Later on I found another area of Puebla that actually has loads of nice guitar shops but I don’t regret having bought that one since for the price I won’t get much better quality.

A week later I spotted a red wine coloured Yamaha with two humbuckers sitting in a pawn shop near home. I went in, asked the price and the clerk let me test it… in a Hi-Fi stereo system. It sounded ok to me so I bought it for 1400 mexican pesos, about 105 USD. The guitar in question is made in Taiwan and has a few scratches but other than that seemed ok. Once back in the silence of my home I found that the guitar made quite a lot of noise that makes it quite unusable for recording. After some poking I found that the problem was a faulty tone pot. So yesterday I ordered some replacement pots from eBay and I’ll attempt to replace it, wish me good luck. In fact I feel a bit excited of trying the surgery to see if I can actually fix it since killing it wouldn’t be a huge loss. Although having to do so much work for fixing a 105 USD guitar seems like a lot it’ll still be good practice. I probably wouldn’t be so enthusiastic about doing it to a more expensive guitar.

A couple of weeks later in the same shop I saw a black Yamaha bass guitar and repeated the same procedure. This time I paid 1800 pesos, around 135 USD and this time I made sure that the guitar had no noise by cranking up the volume at the shop and thoroughly trying every possible pot setting.

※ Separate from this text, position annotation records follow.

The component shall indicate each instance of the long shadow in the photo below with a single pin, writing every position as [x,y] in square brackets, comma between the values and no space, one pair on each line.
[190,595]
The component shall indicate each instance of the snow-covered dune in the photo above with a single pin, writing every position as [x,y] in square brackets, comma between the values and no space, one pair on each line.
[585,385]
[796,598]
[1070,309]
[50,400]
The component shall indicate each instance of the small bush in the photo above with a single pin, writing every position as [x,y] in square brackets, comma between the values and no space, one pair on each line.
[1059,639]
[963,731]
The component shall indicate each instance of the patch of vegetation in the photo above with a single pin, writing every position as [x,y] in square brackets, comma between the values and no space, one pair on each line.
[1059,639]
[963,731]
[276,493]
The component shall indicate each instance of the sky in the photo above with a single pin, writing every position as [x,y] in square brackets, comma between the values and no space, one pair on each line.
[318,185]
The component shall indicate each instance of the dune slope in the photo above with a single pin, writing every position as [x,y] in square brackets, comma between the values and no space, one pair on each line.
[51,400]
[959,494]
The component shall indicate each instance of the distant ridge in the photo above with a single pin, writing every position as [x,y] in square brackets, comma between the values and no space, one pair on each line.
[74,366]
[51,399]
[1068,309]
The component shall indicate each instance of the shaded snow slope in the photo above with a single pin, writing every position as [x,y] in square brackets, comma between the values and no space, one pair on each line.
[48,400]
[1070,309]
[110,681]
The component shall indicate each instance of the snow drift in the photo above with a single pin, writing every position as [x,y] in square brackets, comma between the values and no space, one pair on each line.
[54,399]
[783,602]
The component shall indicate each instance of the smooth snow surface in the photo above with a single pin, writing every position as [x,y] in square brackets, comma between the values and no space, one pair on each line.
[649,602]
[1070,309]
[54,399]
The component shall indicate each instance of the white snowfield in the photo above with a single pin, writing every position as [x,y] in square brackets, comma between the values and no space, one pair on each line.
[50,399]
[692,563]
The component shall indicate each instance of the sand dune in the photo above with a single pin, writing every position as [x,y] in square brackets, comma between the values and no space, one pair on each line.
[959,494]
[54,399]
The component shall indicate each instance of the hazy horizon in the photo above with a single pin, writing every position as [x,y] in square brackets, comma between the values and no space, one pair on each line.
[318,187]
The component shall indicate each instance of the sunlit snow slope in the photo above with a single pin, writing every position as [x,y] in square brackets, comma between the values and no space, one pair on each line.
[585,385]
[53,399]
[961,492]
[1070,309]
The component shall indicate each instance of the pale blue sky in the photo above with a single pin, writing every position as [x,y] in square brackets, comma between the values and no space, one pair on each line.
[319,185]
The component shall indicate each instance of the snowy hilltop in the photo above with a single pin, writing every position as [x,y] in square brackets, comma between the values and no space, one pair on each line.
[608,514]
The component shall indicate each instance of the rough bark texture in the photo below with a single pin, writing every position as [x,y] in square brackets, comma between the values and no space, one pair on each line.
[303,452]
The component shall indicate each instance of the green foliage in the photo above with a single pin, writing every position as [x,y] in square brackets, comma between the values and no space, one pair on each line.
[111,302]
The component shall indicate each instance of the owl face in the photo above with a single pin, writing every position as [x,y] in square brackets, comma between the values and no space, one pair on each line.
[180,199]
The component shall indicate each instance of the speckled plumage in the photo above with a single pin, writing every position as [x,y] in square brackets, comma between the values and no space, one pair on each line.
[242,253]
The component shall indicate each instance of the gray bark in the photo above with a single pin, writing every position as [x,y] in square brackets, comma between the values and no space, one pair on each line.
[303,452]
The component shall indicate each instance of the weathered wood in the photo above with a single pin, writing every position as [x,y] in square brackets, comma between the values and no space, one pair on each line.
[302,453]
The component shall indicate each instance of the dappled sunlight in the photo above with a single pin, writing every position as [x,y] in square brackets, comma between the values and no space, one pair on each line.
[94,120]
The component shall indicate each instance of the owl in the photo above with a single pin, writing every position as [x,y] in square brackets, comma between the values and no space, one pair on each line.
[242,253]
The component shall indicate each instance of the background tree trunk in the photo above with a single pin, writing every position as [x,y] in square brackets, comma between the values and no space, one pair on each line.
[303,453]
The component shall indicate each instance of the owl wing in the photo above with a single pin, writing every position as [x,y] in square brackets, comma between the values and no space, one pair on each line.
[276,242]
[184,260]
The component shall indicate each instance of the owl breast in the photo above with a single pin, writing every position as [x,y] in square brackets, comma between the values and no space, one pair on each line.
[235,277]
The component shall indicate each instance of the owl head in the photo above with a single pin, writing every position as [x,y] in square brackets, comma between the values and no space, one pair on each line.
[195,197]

The good thing about buying them second hand is that I won’t get too attached to them and I can just resell them at a minimal loss when I leave without even worrying thinkint twice about it.

Of course I miss my nice guitars back home which sound better on their own and feel very nice to play but since I’m not going to record classical music and at the end of the day both the electric and bass guitars are going to the DI’d through the soundcard into the sequencer to be processed by a bunch of digital VST plugins and sit in the middle of a mix I don’t think being cheap will make such a big difference to the end result.